The error assessment analysis shows that the second-order autoregressive model AR(2) has the best indicators among the operational forecast models. The parameters characterizing the results of PVPP generation operational forecast accuracy assessment using the second-order autoregressive model AR(2) are presented in Table 8.

Figure 11 demonstrates the comparison of the PVPP generation actual values, the PVPP generation STF using the initial data filtration by the k-means method and the operational forecast using the second-order autoregressive model AR(2).

As one can see from Figure 11a–d, the operational forecast makes it possible to refine the short-term forecast, the curve of operational forecast absolute errors has a flat character compared to the short-term forecast, the absolute forecasting error values are closer to zero. Table 9 demonstrates the comparison of the short-term and operational PVPP generation forecasting accuracy.

When dealing with stochastic phenomena, providing a 100% accurate forecast is problematic. In most cases, we can only talk about the probability of the forecasted to meet the confidence range. To assess the reliability of the proposed short-term and operational forecasting models, the confidence probabilities corresponding to the intervals of ±1 MW and ±2 MW were also calculated.

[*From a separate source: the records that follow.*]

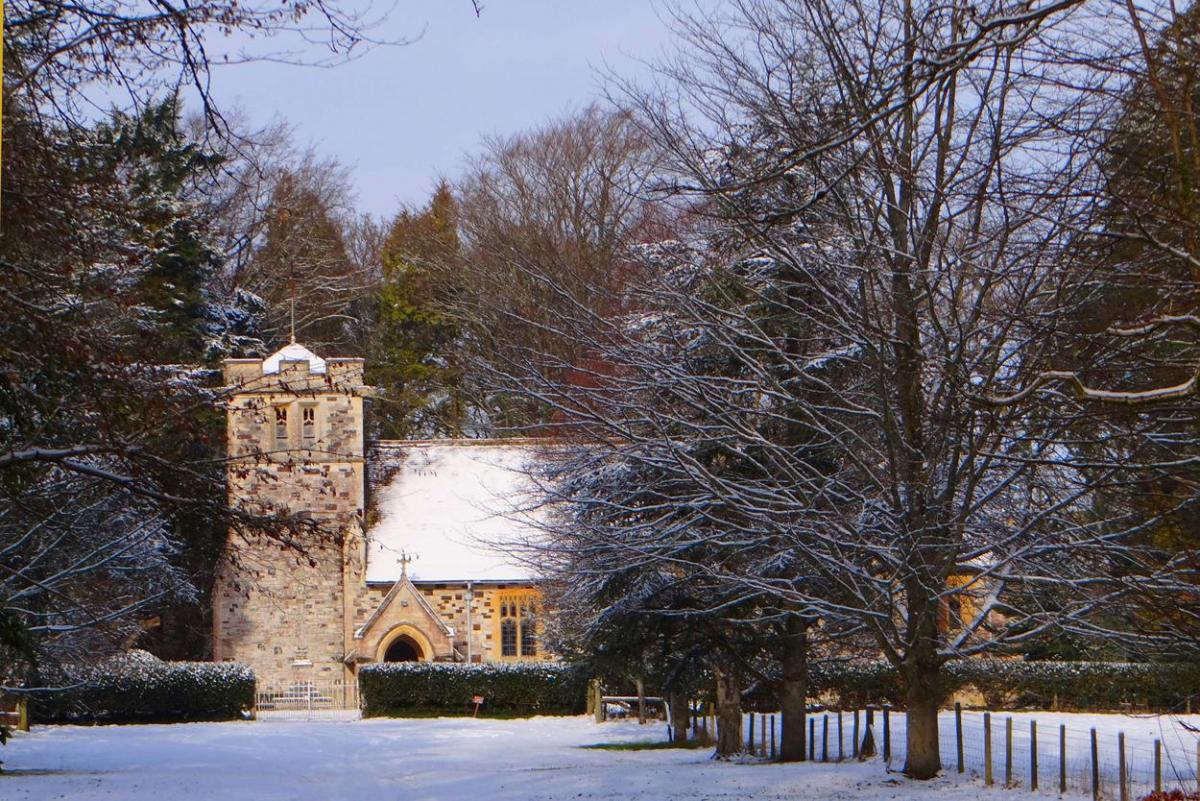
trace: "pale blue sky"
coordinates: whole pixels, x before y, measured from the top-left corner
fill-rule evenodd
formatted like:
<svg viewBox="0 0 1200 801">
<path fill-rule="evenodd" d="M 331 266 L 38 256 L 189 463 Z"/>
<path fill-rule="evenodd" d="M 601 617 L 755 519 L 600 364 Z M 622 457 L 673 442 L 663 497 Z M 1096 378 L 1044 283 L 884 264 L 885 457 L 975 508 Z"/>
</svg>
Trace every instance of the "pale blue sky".
<svg viewBox="0 0 1200 801">
<path fill-rule="evenodd" d="M 359 206 L 391 216 L 454 176 L 484 134 L 514 133 L 600 95 L 598 71 L 644 73 L 670 42 L 650 0 L 397 0 L 380 29 L 412 36 L 335 68 L 250 64 L 217 70 L 216 96 L 256 124 L 354 168 Z"/>
</svg>

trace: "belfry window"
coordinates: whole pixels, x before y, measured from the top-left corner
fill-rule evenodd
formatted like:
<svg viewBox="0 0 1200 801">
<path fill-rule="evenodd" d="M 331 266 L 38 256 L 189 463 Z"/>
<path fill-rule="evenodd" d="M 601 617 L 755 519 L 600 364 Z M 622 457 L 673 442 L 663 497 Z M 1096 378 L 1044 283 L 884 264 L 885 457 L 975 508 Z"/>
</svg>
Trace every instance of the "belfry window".
<svg viewBox="0 0 1200 801">
<path fill-rule="evenodd" d="M 317 447 L 317 406 L 301 406 L 300 439 L 305 447 Z"/>
<path fill-rule="evenodd" d="M 275 447 L 287 447 L 288 439 L 288 408 L 275 406 Z"/>
<path fill-rule="evenodd" d="M 538 656 L 538 594 L 529 590 L 500 592 L 499 640 L 500 657 L 533 658 Z"/>
</svg>

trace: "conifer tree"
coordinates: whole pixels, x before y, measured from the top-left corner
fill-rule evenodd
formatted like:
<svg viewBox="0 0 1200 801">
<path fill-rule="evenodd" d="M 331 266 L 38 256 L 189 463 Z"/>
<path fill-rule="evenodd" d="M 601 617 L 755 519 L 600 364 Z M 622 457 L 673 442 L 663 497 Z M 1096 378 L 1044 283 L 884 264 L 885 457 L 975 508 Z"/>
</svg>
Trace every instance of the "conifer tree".
<svg viewBox="0 0 1200 801">
<path fill-rule="evenodd" d="M 444 313 L 458 258 L 455 199 L 439 183 L 428 204 L 401 211 L 382 253 L 383 281 L 368 380 L 382 438 L 457 436 L 467 428 L 457 329 Z"/>
</svg>

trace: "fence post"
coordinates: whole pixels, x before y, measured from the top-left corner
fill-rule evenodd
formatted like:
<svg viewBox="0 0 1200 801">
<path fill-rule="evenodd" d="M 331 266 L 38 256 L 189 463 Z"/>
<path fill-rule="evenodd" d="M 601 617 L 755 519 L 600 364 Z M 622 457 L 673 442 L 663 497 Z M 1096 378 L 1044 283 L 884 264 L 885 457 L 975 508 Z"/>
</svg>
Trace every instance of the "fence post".
<svg viewBox="0 0 1200 801">
<path fill-rule="evenodd" d="M 958 741 L 958 758 L 959 758 L 959 772 L 964 772 L 966 766 L 962 764 L 962 704 L 954 701 L 954 739 Z"/>
<path fill-rule="evenodd" d="M 892 722 L 890 722 L 892 705 L 883 705 L 883 761 L 884 764 L 892 761 Z"/>
<path fill-rule="evenodd" d="M 838 761 L 846 758 L 845 739 L 841 736 L 841 710 L 838 710 Z"/>
<path fill-rule="evenodd" d="M 1013 718 L 1004 719 L 1004 787 L 1013 785 Z"/>
<path fill-rule="evenodd" d="M 1163 791 L 1163 742 L 1154 740 L 1154 793 Z"/>
<path fill-rule="evenodd" d="M 983 713 L 983 783 L 995 784 L 991 775 L 991 712 Z"/>
<path fill-rule="evenodd" d="M 1058 791 L 1067 791 L 1067 724 L 1058 727 Z"/>
<path fill-rule="evenodd" d="M 1128 776 L 1124 765 L 1124 731 L 1117 731 L 1117 759 L 1121 760 L 1121 764 L 1117 765 L 1117 781 L 1121 782 L 1121 801 L 1129 801 L 1129 785 L 1126 783 Z"/>
<path fill-rule="evenodd" d="M 858 710 L 854 710 L 853 739 L 850 742 L 850 755 L 858 759 Z M 1198 771 L 1200 776 L 1200 771 Z"/>
<path fill-rule="evenodd" d="M 1038 722 L 1030 721 L 1030 789 L 1038 789 Z"/>
</svg>

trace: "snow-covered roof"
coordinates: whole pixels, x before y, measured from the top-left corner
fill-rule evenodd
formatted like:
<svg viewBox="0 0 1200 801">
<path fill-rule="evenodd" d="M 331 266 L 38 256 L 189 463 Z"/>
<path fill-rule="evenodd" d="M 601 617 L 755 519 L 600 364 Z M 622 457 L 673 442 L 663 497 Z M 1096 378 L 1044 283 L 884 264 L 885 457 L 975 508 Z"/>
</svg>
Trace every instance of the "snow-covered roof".
<svg viewBox="0 0 1200 801">
<path fill-rule="evenodd" d="M 503 553 L 536 530 L 524 472 L 536 445 L 500 440 L 388 442 L 372 452 L 377 522 L 367 531 L 367 582 L 400 578 L 402 553 L 415 582 L 533 578 Z"/>
<path fill-rule="evenodd" d="M 280 348 L 274 354 L 263 360 L 263 373 L 271 374 L 280 372 L 280 362 L 308 362 L 310 373 L 324 373 L 325 360 L 312 353 L 304 345 L 293 342 L 290 345 Z"/>
</svg>

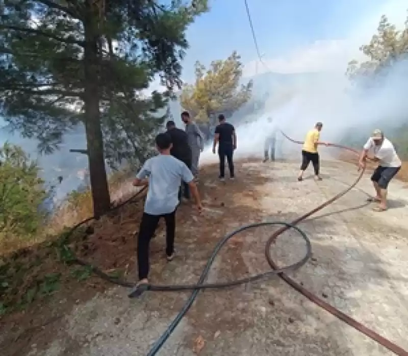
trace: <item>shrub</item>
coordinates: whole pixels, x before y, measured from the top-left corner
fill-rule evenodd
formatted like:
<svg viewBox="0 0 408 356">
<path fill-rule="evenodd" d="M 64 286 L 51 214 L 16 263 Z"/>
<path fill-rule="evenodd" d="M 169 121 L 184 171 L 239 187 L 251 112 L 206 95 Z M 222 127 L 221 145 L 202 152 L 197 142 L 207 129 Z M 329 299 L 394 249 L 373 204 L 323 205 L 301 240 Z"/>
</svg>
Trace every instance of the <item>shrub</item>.
<svg viewBox="0 0 408 356">
<path fill-rule="evenodd" d="M 41 206 L 47 194 L 35 161 L 19 146 L 0 148 L 0 239 L 29 238 L 44 219 Z"/>
</svg>

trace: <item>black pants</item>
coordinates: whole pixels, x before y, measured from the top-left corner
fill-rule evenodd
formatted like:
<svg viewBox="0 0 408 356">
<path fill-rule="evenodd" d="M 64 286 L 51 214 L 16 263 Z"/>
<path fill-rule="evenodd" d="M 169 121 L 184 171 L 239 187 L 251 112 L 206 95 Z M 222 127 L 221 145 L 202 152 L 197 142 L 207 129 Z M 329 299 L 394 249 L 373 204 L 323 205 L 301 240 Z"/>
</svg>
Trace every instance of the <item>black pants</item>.
<svg viewBox="0 0 408 356">
<path fill-rule="evenodd" d="M 174 156 L 175 157 L 175 156 Z M 178 158 L 175 157 L 177 159 L 180 160 L 182 162 L 184 162 L 186 165 L 188 167 L 190 170 L 191 170 L 191 157 L 188 158 Z M 183 193 L 183 194 L 182 194 Z M 190 199 L 190 189 L 188 188 L 188 183 L 185 182 L 182 182 L 182 185 L 180 186 L 180 189 L 178 190 L 178 200 L 180 200 L 182 198 L 183 195 L 186 199 Z"/>
<path fill-rule="evenodd" d="M 300 170 L 305 170 L 309 165 L 309 163 L 312 162 L 315 169 L 315 175 L 318 175 L 320 166 L 319 161 L 319 154 L 317 152 L 312 152 L 302 150 L 302 165 L 300 166 Z"/>
<path fill-rule="evenodd" d="M 371 175 L 371 181 L 375 182 L 381 189 L 387 189 L 391 180 L 401 169 L 401 167 L 378 166 Z"/>
<path fill-rule="evenodd" d="M 230 169 L 230 176 L 234 176 L 234 162 L 233 162 L 233 155 L 234 155 L 234 147 L 232 145 L 220 145 L 218 146 L 218 156 L 220 158 L 220 178 L 223 178 L 225 171 L 225 158 L 228 162 L 228 167 Z"/>
<path fill-rule="evenodd" d="M 163 215 L 151 215 L 143 213 L 137 240 L 137 264 L 139 279 L 147 278 L 149 274 L 149 245 L 157 228 L 160 218 L 166 221 L 166 254 L 171 256 L 174 251 L 175 210 Z"/>
<path fill-rule="evenodd" d="M 265 161 L 267 161 L 269 158 L 270 158 L 272 161 L 275 160 L 275 146 L 276 140 L 275 139 L 268 138 L 265 140 L 264 149 Z"/>
</svg>

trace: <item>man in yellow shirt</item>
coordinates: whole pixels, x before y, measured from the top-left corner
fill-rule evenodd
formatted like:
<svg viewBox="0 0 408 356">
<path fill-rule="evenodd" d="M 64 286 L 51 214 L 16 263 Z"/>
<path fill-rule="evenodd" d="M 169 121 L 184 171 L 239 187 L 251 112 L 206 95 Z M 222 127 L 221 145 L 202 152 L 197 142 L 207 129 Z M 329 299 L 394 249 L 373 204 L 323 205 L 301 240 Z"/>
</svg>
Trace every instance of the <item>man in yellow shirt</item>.
<svg viewBox="0 0 408 356">
<path fill-rule="evenodd" d="M 322 128 L 323 124 L 321 122 L 318 122 L 315 125 L 315 128 L 310 130 L 306 135 L 302 148 L 302 165 L 300 166 L 300 172 L 297 177 L 297 180 L 299 182 L 303 180 L 303 173 L 311 161 L 315 170 L 315 179 L 317 181 L 322 180 L 319 173 L 319 159 L 317 146 L 319 145 L 328 146 L 328 143 L 319 141 L 320 131 Z"/>
</svg>

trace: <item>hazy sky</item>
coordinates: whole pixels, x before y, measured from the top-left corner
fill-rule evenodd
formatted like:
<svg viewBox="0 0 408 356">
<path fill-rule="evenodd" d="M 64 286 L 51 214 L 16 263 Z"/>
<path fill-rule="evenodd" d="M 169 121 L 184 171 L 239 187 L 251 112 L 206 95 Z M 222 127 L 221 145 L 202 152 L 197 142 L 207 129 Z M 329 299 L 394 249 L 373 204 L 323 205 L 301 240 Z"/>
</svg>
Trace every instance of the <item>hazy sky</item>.
<svg viewBox="0 0 408 356">
<path fill-rule="evenodd" d="M 403 26 L 403 0 L 248 0 L 255 31 L 268 69 L 278 72 L 344 71 L 369 41 L 380 17 Z M 197 59 L 205 64 L 237 50 L 252 75 L 257 54 L 243 0 L 210 0 L 211 10 L 187 33 L 190 44 L 183 79 L 193 78 Z M 260 67 L 260 71 L 267 71 Z M 152 87 L 157 87 L 154 83 Z"/>
</svg>

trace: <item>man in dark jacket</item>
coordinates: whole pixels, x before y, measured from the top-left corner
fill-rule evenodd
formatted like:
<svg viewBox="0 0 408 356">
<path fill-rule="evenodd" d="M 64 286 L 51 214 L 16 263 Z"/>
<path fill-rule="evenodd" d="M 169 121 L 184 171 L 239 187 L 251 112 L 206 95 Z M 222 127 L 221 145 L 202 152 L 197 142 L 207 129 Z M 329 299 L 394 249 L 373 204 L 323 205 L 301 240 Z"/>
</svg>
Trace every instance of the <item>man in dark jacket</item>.
<svg viewBox="0 0 408 356">
<path fill-rule="evenodd" d="M 233 156 L 237 148 L 237 135 L 235 128 L 229 122 L 225 121 L 223 114 L 218 115 L 219 124 L 215 128 L 215 135 L 213 145 L 213 153 L 215 153 L 215 148 L 218 144 L 218 156 L 220 158 L 220 175 L 221 181 L 224 181 L 225 170 L 225 158 L 230 169 L 230 178 L 234 179 L 234 162 Z"/>
<path fill-rule="evenodd" d="M 191 170 L 191 148 L 188 143 L 188 136 L 184 130 L 178 129 L 175 126 L 173 121 L 168 121 L 166 124 L 167 133 L 171 138 L 172 146 L 170 150 L 170 154 L 174 158 L 184 162 Z M 188 184 L 183 182 L 184 197 L 186 199 L 190 198 L 190 191 L 188 189 Z M 178 199 L 181 198 L 182 189 L 178 192 Z"/>
</svg>

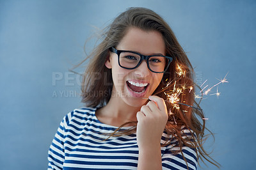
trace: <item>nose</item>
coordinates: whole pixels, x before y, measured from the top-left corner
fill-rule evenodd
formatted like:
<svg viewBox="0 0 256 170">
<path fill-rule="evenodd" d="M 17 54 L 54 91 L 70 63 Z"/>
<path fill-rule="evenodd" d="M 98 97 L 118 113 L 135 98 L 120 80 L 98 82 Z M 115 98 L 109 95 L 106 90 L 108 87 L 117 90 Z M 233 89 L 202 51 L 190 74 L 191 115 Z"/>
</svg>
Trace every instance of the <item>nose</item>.
<svg viewBox="0 0 256 170">
<path fill-rule="evenodd" d="M 135 69 L 135 74 L 141 77 L 146 77 L 150 73 L 150 70 L 149 70 L 148 66 L 147 65 L 147 61 L 145 60 L 142 61 L 140 66 Z"/>
</svg>

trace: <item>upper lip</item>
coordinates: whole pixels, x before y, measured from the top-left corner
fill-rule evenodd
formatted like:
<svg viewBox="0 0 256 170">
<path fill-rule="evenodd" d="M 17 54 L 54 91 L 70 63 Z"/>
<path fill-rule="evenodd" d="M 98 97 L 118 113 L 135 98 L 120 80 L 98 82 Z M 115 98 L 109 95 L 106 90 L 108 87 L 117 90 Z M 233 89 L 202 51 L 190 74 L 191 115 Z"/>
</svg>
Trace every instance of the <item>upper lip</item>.
<svg viewBox="0 0 256 170">
<path fill-rule="evenodd" d="M 129 80 L 127 81 L 129 83 L 138 87 L 147 86 L 149 84 L 147 82 L 140 80 Z"/>
</svg>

The values of these probabilities are presented in Table 10.

As can be seen from Table 10, for STF 78.9% of forecasts are characterized by an error not exceeding 1 MW (6.7% of the plant’s installed capacity), 92.2% of forecasts are characterized by an error not exceeding 2 MW (13.3% of the plant’s installed capacity). At the same time, for operational forecast, 88.5% of the forecasts are characterized by an error not exceeding 1 MW, and 97.5% of forecasts are characterized by an error not exceeding 2 MW.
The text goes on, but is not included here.